A MATLAB tutorial on deep feature extraction combined with chemometrics for analytical applications
Puneet Mishra, Martijntje Vollebregt, Yizhou Ma, Maria Font-i-Furnols
TL;DR
The paper addresses the challenge of extracting spatial information from imaging data for analytical chemistry using a practical MATLAB-based workflow that leverages pre-trained deep learning models. It demonstrates how to convert diverse imaging modalities (RGB, X-ray CT, hyperspectral) into deep feature vectors, typically $512$-dimensional after Global Average Pooling, and then applies chemometric methods such as PLS and SOPLS for prediction and fusion with spectral data. Through three hands-on examples, the work shows that deep features can improve or complement traditional spectral analyses, with multimodal fusion yielding the best predictive performance (e.g., fusion RMSE ≈ $0.27$ in a fat hardness task).
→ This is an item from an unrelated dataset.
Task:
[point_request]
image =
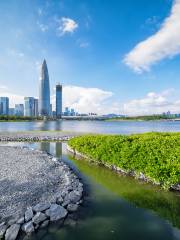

The practical contributions include step-by-step code guidance, discussion of model selection and data preparation, and insights into when multi-block fusion is beneficial, offering a accessible pathway for analytical chemists to adopt deep feature extraction without training new models.
Abstract
Background In analytical chemistry, spatial information about materials is commonly captured through imaging techniques, such as traditional color cameras or with advanced hyperspectral cameras and microscopes. However, efficiently extracting and analyzing this spatial information for exploratory and predictive purposes remains a challenge, especially when using traditional chemometric methods. Recent advances in deep learning and artificial intelligence have significantly enhanced image processing capabilities, enabling the extraction of multiscale deep features that are otherwise challenging to capture with conventional image processing techniques. Despite the wide availability of open-source deep learning models, adoption in analytical chemistry remains limited because of the absence of structured, step-by-step guidance for implementing these models. Results This tutorial aims to bridge this gap by providing a step-by-step guide for applying deep learning approaches to extract spatial information from imaging data and integrating it with other data sources, such as spectral information. Importantly, the focus of this work is not on training deep learning models for image processing but on using existing open source models to extract deep features from imaging data. Significance The tutorial provides MATLAB code tutorial demonstrations, showcasing the processing of imaging data from various imaging modalities commonly encountered in analytical chemistry. Readers must run the tutorial steps on their own datasets using the codes presented in this tutorial.